Occorre rimediare anche a questa distorsione della concorrenza sul
mercato.
Punto terzo:
una struttura di tassi di interesse estremamente diversa tra Usa ed
Eurozona, penalizzante per i capitali impiegati in quest’ultima,
comporta un deflusso di valuta che indebolisce l’euro sul dollaro.
Questo elemento, a sua volta, determina il prolungarsi di uno squilibrio
commerciale che gli Stati Uniti ritengono inaccettabile.
Non
c’è nessun motivo al mondo, anche in questo caso, che giustifichi un
differenziale di interessi così elevato tra Bund e Treasury bond,
neppure il tasso di inflazione.

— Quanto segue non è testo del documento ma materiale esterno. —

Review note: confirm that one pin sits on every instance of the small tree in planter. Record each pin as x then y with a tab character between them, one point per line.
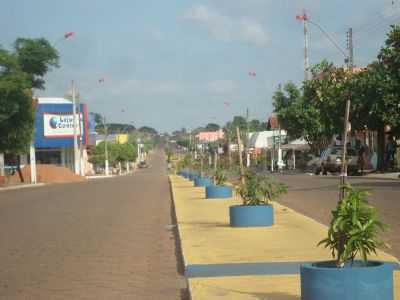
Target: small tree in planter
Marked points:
256	192
220	177
219	190
353	233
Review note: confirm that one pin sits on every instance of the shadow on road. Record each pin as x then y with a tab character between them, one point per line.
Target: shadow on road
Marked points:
184	292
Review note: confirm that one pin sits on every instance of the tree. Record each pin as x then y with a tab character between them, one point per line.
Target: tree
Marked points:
255	125
212	127
116	153
20	71
376	93
36	57
148	130
16	106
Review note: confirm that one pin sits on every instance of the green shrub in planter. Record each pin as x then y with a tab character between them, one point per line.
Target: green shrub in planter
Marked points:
354	228
259	189
256	192
353	232
220	177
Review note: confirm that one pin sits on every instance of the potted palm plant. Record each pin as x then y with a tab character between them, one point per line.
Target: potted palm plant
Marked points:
256	192
219	190
352	236
202	180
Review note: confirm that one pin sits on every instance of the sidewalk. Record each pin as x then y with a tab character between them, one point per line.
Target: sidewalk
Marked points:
20	186
245	263
391	176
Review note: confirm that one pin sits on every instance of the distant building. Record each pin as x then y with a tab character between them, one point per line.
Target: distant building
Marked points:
265	139
210	136
121	138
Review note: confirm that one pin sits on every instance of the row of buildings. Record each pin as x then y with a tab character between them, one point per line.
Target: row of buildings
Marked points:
53	141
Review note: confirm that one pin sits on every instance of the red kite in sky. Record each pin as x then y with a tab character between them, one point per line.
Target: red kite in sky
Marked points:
69	34
253	73
303	16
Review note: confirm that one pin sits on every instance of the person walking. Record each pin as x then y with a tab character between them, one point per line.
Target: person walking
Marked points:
361	159
391	149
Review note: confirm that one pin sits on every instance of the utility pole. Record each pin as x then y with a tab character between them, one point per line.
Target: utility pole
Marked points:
304	18
76	150
81	163
350	60
247	139
240	155
106	168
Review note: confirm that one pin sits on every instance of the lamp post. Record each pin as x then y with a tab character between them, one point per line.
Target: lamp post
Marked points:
349	61
106	167
75	126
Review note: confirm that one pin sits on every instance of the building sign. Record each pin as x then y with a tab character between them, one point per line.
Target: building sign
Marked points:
59	125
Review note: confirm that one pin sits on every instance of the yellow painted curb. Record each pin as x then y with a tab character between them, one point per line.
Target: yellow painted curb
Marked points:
207	238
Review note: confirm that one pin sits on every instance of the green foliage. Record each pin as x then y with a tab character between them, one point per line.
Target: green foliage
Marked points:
116	153
260	189
113	128
183	143
36	57
20	71
354	228
185	163
168	153
212	127
148	130
220	177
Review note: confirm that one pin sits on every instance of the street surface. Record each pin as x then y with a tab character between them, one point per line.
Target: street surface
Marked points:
316	196
104	239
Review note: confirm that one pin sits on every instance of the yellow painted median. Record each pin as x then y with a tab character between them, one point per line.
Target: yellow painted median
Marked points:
207	239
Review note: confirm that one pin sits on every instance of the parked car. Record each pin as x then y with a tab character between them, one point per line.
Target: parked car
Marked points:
331	161
143	164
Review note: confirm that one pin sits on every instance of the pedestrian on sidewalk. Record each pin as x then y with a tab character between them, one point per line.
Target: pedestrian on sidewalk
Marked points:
391	149
361	158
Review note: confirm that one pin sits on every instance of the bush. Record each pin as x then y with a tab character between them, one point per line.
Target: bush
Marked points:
354	228
220	177
259	189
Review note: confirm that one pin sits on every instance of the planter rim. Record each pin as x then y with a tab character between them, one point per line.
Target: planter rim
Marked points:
242	205
370	264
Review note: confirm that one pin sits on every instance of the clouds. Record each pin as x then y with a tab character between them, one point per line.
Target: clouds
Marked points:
221	87
228	29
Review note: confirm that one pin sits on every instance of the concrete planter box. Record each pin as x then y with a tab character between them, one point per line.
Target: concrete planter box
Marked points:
251	216
202	181
191	176
323	280
218	192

Se volgiamo evitare una esasperazione
dei conflitti commerciali e del protezionismo da parte degli Usa,
occorre provvedere tempestivamente: il Presidente americano Trump ha già
messo nel mirino la debolezza dell’euro dovuta alla politica monetaria.

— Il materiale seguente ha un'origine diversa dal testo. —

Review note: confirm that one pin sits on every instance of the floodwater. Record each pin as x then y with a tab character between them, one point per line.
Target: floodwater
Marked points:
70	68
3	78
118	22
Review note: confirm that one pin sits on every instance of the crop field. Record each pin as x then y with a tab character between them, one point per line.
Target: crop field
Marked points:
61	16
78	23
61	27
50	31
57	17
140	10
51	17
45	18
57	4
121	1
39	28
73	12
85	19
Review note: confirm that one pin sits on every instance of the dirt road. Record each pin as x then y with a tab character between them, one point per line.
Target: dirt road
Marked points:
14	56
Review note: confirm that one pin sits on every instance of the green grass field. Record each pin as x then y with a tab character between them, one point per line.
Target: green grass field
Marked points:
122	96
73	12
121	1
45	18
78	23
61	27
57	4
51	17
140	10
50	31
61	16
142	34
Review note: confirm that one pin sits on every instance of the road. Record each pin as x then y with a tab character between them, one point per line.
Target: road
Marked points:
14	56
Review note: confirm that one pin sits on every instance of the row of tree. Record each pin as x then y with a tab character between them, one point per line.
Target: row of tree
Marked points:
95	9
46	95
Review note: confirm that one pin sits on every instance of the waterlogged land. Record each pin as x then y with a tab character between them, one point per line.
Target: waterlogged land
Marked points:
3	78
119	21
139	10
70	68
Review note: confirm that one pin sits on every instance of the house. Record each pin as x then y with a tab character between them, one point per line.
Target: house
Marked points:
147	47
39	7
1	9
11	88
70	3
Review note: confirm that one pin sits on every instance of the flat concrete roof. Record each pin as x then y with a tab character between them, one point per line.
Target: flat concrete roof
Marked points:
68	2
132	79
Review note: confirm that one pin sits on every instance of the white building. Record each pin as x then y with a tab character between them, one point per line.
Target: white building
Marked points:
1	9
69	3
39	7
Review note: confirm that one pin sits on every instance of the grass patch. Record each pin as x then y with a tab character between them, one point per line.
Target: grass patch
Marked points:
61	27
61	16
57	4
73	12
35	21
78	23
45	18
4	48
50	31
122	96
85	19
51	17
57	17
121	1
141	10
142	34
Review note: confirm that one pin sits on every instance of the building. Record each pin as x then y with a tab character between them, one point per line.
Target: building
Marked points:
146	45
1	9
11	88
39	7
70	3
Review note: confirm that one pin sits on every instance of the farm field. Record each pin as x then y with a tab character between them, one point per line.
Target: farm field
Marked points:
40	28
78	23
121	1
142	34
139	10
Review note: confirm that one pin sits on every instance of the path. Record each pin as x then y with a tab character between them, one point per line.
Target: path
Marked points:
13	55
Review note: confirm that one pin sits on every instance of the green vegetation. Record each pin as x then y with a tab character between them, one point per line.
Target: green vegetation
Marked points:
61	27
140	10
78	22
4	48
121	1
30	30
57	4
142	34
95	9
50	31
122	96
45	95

Anche per questo, chiede alla Fed di tagliare i tassi.
Quarta, ed ultima questione.
Dopo anni trascorsi a discutere degli zerovirgola, di deficit
lillipuziani che violavano le regole del Fiscal Compact e non delle
ragioni di fondo che perpetuano in Italia un debito pubblico
elevatissimo, ora è la Germania che si trova a fronteggiare una
situazione economica e finanziaria assai pesante.
Sarebbe
curioso consentirle ora un ampio deficit per finanziare investimenti
pubblici e sgravi fiscali dell’ordine di una cinquantina di miliardi di
euro, come si va leggendo, solo perché ha un basso livello di debito
pubblico. Dopo aver imposto l’austerità fiscale ed i fallimenti bancari
ai suoi concorrenti, ora si tirerebbe fuori dalle secche lasciando tutti
gli altri ancora una volta al palo. Con investimenti in nuove
tecnologie, in campo informatico ed ambientale, ricostruirebbe le basi
per una nuova dominanza.
Occorre
un quadro d’insieme: la Germania ha beneficiato per un verso, e subìto
per l’altro, le conseguenze delle regole imposte alla Bce. In Germania,
la forte riduzione nel rapporto debito/pil è stata determinata
dall’abbassamento dei tassi di interesse, ormai negativi su tutte le
scadenze di emissione. Ma questi ultimi penalizzano fortemente le banche
ed i risparmiatori tedeschi: la recentissima scarsa affluenza all’asta
dei Bund a scadenza trentennale, al cui esito è stata piazzato un
importo inferiore alla metà del preventivato, dimostra la ritrosia degli
investitori ad accettare ancora una penalizzazione anziché un premio
per l’impiego dei capitali.
Avrebbe
dunque tutto da guadagnare da un ripensamento da parte della Bce del
criterio acquisto dei titoli in un nuovo Qe, che riporti i tassi a
valori fisiologicamente positivi. Del pari, avrebbe interesse ad una
profonda revisione dello Statuto del Mes che gli consenta sia di
emettere safe asset per prestarne il provento agli Stati, come auspicato
da Savona per l’Italia, sia per fronteggiare situazioni di crisi di
banche sistemiche come potrebbe accadere a qualche istituto tedesco già
in difficoltà. Si sgraverebbe, così facendo, la Bce e la politica
monetaria da compiti impropri.
In
Italia, elezioni o no, occorre affrontare tutti questi temi. Sono
questioni, apparentemente solo tecniche, che hanno risvolti economici e
sociali enormi: sono le regole a cui si conformerà il futuro dell’intera
Unione, non solo dell’Italia. Già da mesi, d’altra parte, Paolo Savona
ha sollecitato la Commissione ad aprire un dibattito sulla Politeia.
La
questione dei debiti pubblici eccessivi, rimasta irrisolta ai tempi del
Trattato di Maastricht, si è riproposta con la recente, pesantissima
crisi. Non si risolve solo con l’austerità e con i sacrifici, se non si
cambiano alcuni aspetti dell’architettura europea. Non è un problema
solo dell’Italia, ma un pericolo per la tenuta della moneta unica e
della stessa Unione: una nuova crisi sarebbe fatale.
Coloro
che hanno a cuore la costruzione europea, e soprattutto la Germania che
ha tratto immensi vantaggi dalla introduzione dell’euro, dovrebbero
aprire gli occhi e provvedere. Prima che sia troppo tardi.